According to The Refugees of 1776 from Long Island to Connecticut (1913) by Frederic Gregory Mather, Solomon signed the Association in 1775. It appears that he remained in Huntington throughout the war. He was forced by the British to work on their fort on Lloyd’s Neck, as shown in Huntington Town records 1775-1873. Solomon’s name is included in the list of men, dated May 18, 1778, who were forced to build the fort. The fort was built to allow the British to monitor and discourage whaleboat attacks by Huntingtonians who had fled oppressive occupation for life in Connecticut, but conducted raids back into Oyster Bay and Huntington, as well as to provide a place for loyalists to shelter.

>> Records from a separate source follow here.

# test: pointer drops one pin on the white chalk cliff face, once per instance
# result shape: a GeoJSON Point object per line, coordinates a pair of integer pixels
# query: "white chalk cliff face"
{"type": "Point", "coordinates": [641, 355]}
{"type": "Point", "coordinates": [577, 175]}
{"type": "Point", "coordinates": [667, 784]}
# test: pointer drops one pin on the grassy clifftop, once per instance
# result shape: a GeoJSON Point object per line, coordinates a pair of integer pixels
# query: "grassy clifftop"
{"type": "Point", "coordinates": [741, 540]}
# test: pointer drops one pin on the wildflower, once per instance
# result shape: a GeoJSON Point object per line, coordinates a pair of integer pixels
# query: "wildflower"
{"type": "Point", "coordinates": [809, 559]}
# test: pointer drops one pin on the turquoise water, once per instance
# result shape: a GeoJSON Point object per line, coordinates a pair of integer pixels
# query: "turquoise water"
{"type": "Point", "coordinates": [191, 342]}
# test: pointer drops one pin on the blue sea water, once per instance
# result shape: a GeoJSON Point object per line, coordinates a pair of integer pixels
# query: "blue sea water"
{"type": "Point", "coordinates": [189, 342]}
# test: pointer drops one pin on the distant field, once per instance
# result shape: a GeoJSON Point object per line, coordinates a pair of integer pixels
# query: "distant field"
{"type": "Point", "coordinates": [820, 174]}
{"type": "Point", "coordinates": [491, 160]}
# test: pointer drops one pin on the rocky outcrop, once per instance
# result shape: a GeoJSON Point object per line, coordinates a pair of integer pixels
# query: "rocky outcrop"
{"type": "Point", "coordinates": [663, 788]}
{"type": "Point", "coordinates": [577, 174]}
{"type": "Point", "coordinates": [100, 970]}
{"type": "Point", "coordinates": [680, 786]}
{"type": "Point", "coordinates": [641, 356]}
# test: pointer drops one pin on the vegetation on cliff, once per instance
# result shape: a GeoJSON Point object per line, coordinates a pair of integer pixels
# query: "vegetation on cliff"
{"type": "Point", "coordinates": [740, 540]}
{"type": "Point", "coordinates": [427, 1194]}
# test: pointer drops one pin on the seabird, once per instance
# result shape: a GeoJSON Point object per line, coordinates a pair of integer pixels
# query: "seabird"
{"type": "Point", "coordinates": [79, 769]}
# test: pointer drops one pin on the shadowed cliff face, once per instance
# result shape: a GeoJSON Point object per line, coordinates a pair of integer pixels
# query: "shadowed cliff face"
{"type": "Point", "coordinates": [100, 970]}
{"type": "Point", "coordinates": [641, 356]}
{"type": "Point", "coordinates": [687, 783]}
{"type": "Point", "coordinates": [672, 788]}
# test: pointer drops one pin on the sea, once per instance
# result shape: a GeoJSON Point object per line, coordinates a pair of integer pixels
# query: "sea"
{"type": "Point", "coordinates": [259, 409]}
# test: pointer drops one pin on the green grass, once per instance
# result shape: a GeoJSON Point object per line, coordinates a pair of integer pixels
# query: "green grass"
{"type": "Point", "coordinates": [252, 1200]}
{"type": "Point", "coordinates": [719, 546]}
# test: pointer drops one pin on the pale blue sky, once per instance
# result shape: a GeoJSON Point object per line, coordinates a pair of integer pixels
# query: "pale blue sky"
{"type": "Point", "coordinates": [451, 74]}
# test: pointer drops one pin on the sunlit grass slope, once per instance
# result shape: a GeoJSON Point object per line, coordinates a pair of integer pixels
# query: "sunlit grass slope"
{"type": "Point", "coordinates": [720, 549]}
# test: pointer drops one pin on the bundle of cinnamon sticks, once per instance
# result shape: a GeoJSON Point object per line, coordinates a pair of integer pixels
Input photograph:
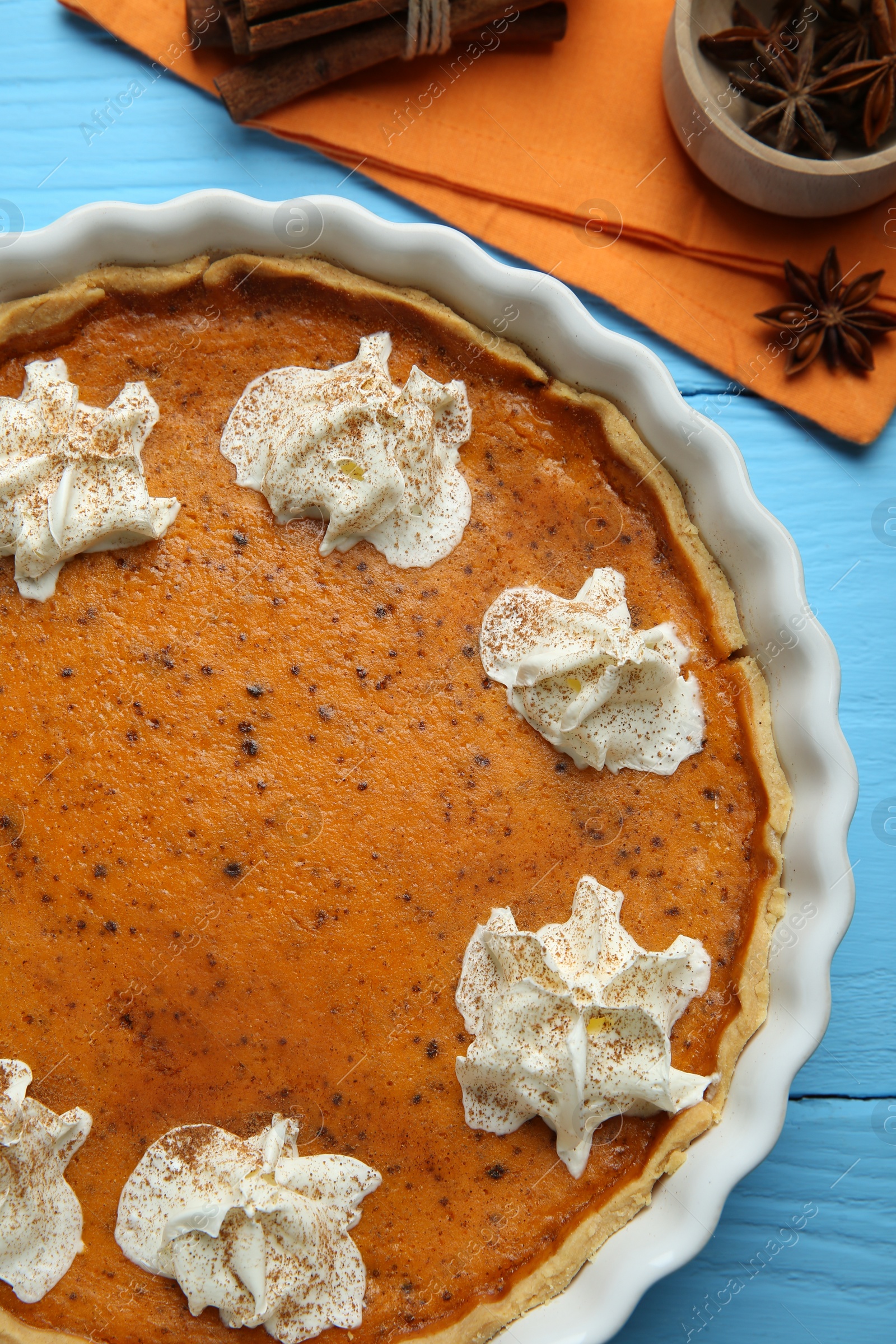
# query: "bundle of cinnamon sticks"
{"type": "Point", "coordinates": [297, 46]}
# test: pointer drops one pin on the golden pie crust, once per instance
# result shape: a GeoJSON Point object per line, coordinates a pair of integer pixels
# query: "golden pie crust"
{"type": "Point", "coordinates": [49, 321]}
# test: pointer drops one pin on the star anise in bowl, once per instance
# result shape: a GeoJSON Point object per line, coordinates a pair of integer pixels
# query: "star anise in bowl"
{"type": "Point", "coordinates": [825, 316]}
{"type": "Point", "coordinates": [824, 74]}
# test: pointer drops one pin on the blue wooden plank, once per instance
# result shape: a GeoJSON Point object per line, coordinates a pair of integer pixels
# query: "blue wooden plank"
{"type": "Point", "coordinates": [805, 1248]}
{"type": "Point", "coordinates": [833, 1282]}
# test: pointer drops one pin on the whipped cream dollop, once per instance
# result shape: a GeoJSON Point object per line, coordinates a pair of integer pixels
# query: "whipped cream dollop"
{"type": "Point", "coordinates": [595, 689]}
{"type": "Point", "coordinates": [347, 445]}
{"type": "Point", "coordinates": [70, 476]}
{"type": "Point", "coordinates": [573, 1023]}
{"type": "Point", "coordinates": [250, 1228]}
{"type": "Point", "coordinates": [41, 1218]}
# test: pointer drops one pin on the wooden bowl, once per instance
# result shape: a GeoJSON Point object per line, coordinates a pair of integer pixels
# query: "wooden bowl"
{"type": "Point", "coordinates": [708, 123]}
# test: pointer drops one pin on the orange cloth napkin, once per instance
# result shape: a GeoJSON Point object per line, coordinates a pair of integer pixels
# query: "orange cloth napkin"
{"type": "Point", "coordinates": [515, 147]}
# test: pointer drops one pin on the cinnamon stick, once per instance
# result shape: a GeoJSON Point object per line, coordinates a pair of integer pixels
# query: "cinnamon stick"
{"type": "Point", "coordinates": [255, 10]}
{"type": "Point", "coordinates": [312, 24]}
{"type": "Point", "coordinates": [206, 22]}
{"type": "Point", "coordinates": [272, 81]}
{"type": "Point", "coordinates": [237, 25]}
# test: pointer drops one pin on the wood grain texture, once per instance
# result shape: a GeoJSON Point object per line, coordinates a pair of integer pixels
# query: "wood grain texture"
{"type": "Point", "coordinates": [836, 1281]}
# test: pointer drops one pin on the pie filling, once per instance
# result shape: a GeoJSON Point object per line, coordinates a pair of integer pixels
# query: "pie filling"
{"type": "Point", "coordinates": [264, 784]}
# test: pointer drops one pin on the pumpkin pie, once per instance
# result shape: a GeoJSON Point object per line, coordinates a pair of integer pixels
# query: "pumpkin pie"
{"type": "Point", "coordinates": [391, 824]}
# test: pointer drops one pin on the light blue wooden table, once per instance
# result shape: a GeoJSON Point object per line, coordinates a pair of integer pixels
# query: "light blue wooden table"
{"type": "Point", "coordinates": [837, 1281]}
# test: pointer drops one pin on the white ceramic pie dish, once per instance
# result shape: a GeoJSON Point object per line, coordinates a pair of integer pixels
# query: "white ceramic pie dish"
{"type": "Point", "coordinates": [763, 568]}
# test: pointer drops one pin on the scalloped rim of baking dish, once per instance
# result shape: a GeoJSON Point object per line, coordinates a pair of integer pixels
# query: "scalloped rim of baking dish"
{"type": "Point", "coordinates": [763, 568]}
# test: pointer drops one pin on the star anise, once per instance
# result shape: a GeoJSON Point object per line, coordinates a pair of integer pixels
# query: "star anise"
{"type": "Point", "coordinates": [789, 89]}
{"type": "Point", "coordinates": [736, 44]}
{"type": "Point", "coordinates": [828, 318]}
{"type": "Point", "coordinates": [847, 37]}
{"type": "Point", "coordinates": [878, 77]}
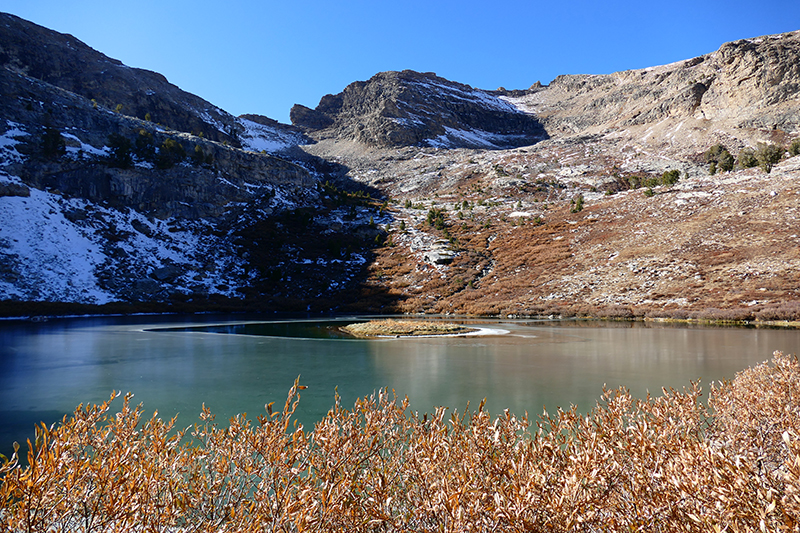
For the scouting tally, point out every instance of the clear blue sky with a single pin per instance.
(250, 56)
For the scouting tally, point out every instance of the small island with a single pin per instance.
(404, 328)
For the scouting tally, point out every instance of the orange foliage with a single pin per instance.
(656, 464)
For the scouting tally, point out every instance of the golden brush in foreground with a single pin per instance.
(658, 464)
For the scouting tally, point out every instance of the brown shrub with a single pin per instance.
(655, 464)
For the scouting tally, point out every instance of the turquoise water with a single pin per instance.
(175, 364)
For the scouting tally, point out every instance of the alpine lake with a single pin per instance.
(237, 364)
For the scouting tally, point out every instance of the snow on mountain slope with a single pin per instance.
(45, 254)
(266, 138)
(54, 248)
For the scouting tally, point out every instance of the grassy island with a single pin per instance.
(404, 328)
(664, 463)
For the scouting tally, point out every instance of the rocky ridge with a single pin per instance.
(545, 201)
(397, 109)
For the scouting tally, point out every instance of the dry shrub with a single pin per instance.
(655, 464)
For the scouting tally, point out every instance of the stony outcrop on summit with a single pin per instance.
(751, 83)
(396, 109)
(592, 195)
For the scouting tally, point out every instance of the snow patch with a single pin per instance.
(46, 255)
(259, 137)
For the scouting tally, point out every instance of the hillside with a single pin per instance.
(404, 193)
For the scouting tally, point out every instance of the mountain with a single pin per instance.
(116, 186)
(403, 193)
(395, 109)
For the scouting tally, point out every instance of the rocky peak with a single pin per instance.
(752, 83)
(408, 108)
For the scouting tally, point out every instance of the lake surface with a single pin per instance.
(233, 365)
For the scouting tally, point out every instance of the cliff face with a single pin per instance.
(187, 206)
(503, 202)
(396, 109)
(753, 83)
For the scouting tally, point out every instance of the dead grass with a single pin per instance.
(403, 328)
(659, 464)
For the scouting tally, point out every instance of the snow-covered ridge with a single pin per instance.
(262, 138)
(472, 95)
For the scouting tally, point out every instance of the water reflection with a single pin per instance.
(48, 369)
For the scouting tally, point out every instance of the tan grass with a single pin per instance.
(659, 464)
(404, 328)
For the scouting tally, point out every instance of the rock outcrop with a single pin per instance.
(752, 83)
(395, 109)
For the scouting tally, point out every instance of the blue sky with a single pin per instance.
(264, 56)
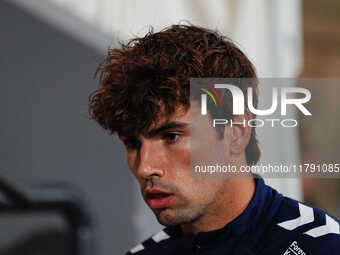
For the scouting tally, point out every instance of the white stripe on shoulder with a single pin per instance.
(160, 236)
(306, 216)
(137, 248)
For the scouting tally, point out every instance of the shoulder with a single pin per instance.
(155, 243)
(301, 229)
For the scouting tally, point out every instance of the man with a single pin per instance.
(144, 98)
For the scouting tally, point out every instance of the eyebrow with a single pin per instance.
(167, 126)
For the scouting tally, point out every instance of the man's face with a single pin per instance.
(160, 160)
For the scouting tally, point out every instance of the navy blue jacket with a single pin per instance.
(271, 224)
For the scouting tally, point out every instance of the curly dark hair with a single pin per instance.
(152, 74)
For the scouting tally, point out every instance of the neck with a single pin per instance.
(229, 204)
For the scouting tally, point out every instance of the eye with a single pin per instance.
(171, 137)
(131, 143)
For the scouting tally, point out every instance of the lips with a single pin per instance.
(158, 199)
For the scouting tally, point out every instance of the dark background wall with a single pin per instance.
(45, 133)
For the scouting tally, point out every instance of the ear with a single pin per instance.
(240, 133)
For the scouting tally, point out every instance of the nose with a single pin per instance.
(150, 160)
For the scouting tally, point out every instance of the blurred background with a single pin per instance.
(50, 50)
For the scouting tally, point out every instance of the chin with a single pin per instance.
(170, 217)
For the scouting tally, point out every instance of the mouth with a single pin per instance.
(157, 199)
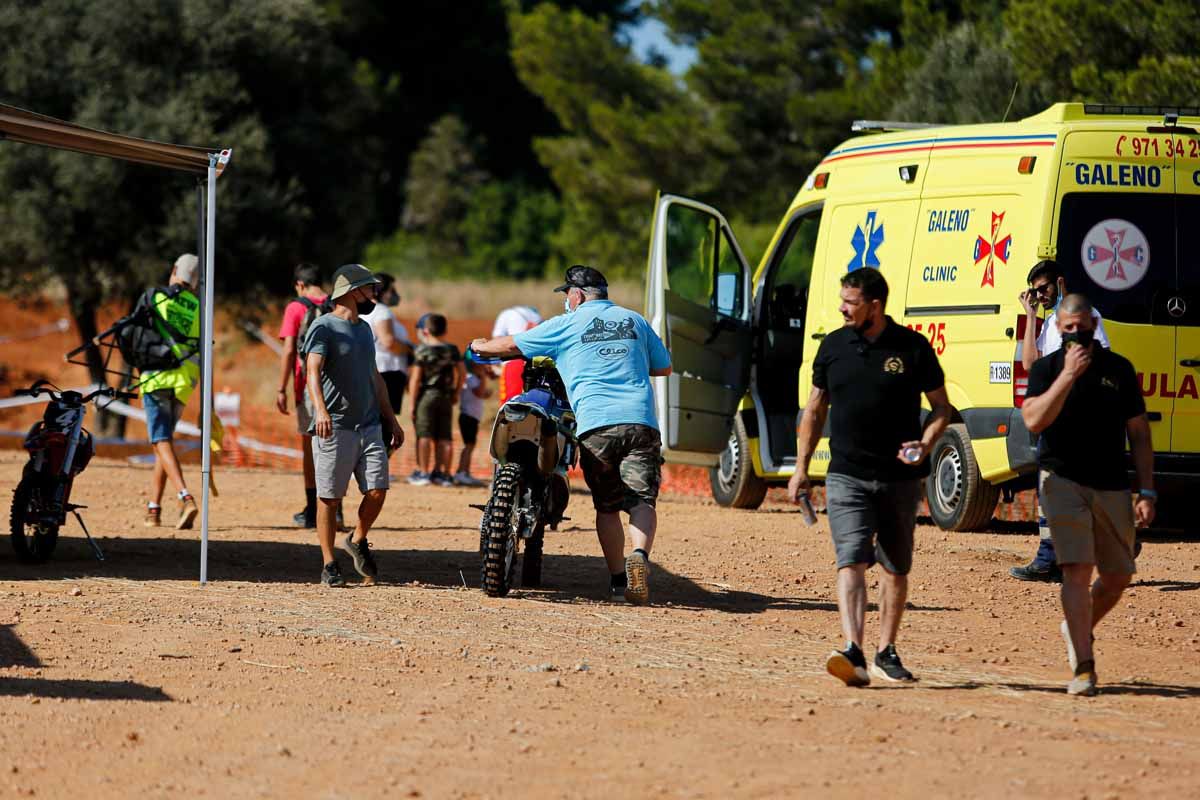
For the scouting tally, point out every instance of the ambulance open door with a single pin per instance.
(697, 299)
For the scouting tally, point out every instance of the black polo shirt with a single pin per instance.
(875, 391)
(1086, 443)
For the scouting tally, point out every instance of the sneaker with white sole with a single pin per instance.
(1084, 683)
(637, 575)
(849, 666)
(887, 666)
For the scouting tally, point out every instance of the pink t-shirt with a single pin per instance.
(291, 326)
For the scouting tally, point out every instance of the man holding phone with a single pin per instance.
(1047, 288)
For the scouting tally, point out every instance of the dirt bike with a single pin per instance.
(59, 450)
(533, 443)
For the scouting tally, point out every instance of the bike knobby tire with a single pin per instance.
(33, 545)
(501, 527)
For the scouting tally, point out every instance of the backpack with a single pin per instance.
(311, 312)
(145, 340)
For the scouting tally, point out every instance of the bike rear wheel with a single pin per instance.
(34, 542)
(501, 525)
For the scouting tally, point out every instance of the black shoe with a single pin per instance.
(849, 666)
(1038, 572)
(364, 563)
(887, 666)
(331, 575)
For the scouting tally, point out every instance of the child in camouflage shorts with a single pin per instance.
(433, 383)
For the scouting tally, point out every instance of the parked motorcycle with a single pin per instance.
(533, 443)
(59, 450)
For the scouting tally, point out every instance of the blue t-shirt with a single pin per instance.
(605, 354)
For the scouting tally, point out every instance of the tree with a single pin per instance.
(263, 78)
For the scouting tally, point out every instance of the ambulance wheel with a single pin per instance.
(959, 497)
(733, 480)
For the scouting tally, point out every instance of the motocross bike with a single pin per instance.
(533, 443)
(59, 449)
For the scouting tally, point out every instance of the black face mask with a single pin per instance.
(1080, 337)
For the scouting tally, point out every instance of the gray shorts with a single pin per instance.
(360, 453)
(873, 521)
(304, 414)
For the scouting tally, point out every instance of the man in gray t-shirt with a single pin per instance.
(351, 408)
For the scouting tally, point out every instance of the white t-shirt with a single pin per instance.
(515, 319)
(468, 403)
(1050, 340)
(385, 360)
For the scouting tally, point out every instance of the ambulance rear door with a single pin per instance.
(697, 299)
(1183, 307)
(1115, 240)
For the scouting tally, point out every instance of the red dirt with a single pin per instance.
(127, 679)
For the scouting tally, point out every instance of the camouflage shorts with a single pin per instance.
(622, 465)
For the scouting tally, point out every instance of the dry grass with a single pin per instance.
(484, 300)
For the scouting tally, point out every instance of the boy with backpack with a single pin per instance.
(433, 383)
(174, 322)
(299, 316)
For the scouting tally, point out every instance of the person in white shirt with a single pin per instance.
(471, 413)
(515, 319)
(393, 346)
(1047, 288)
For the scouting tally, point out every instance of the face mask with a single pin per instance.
(1080, 337)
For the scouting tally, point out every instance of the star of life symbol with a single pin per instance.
(1115, 254)
(867, 241)
(991, 250)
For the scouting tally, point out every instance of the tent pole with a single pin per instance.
(207, 366)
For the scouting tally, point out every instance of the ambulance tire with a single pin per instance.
(959, 497)
(733, 481)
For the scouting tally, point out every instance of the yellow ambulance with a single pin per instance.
(954, 217)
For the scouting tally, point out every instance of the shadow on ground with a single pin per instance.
(565, 577)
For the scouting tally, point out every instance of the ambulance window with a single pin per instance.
(1120, 251)
(792, 271)
(729, 281)
(691, 253)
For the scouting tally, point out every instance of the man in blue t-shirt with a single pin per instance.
(606, 356)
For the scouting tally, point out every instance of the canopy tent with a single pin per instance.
(27, 127)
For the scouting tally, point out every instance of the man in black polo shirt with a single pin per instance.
(1085, 401)
(874, 373)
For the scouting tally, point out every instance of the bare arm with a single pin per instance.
(287, 368)
(935, 426)
(503, 347)
(1030, 352)
(811, 425)
(1143, 450)
(323, 423)
(387, 338)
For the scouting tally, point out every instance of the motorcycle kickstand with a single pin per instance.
(95, 547)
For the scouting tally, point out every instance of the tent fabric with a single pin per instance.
(18, 125)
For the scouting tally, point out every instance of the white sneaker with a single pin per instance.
(466, 479)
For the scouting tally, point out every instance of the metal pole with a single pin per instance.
(207, 367)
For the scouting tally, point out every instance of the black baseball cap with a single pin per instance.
(583, 277)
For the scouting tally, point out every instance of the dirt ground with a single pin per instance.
(127, 679)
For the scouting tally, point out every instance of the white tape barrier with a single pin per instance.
(59, 326)
(127, 410)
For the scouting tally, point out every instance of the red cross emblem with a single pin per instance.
(993, 250)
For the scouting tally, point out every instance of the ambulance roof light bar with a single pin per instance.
(1141, 110)
(885, 126)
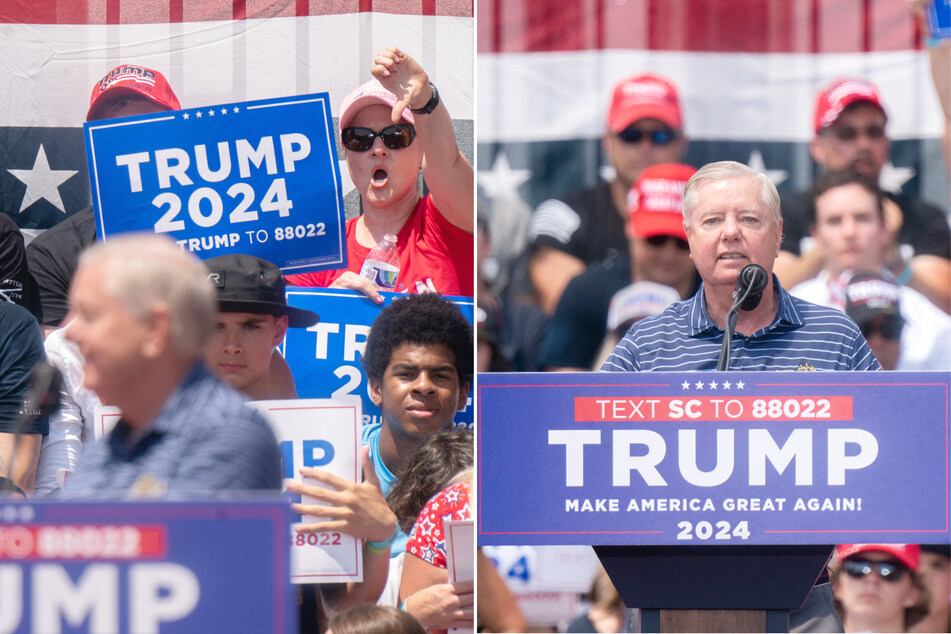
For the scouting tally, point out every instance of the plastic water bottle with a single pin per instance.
(382, 265)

As written in Ancestors of Jacob Shaffer and his Wife Cordelia Hunt (1927), compiled by Josephine C. Frost, Solomon served on the War Committee, formed on January 29, 1776, with each member devoted to the rebel cause. However, it appears that Solomon, under British threat, signed the loyalty oath to the British Crown twice in 1778, as disclosed in the Huntington Town Records and the Huntington archives. Ancestors of Jacob Shaffer records claims, dating from 1777 through 1783, for property supplied to British Army officers “taken or destroyed and no receipts given.” These supplies included milk, cider, oats, hay, corn, pine boards, horses, and a wagon and were delivered to the British for their troops, including to a British military hospital. One of Solomon’s sons, also named Solomon (see), born in 1757, served as a rebel privateer during the Revolution, and served on the frigate Congress, as noted in New York in the Revolution as Colony and State, (1898), by James A. Roberts.

Solomon’s will, signed on September 20, 1781, reveals that he had substantial holdings, including a horse and riding chair, which were left to his widow, as well as cows, swine, and the enslaved woman Leah, previously mentioned. His children received furniture and money, and his sons were bequeathed land, although his widow was also given the use of half of the buildings where he lived and one quarter of his farm, providing she did not remarry.

Solomon died on September 21, 1781, and Hannah a few years later, on March 3, 1784. Both died in Huntington and are interred in Huntington’s Old Burying Ground, along with several of their children.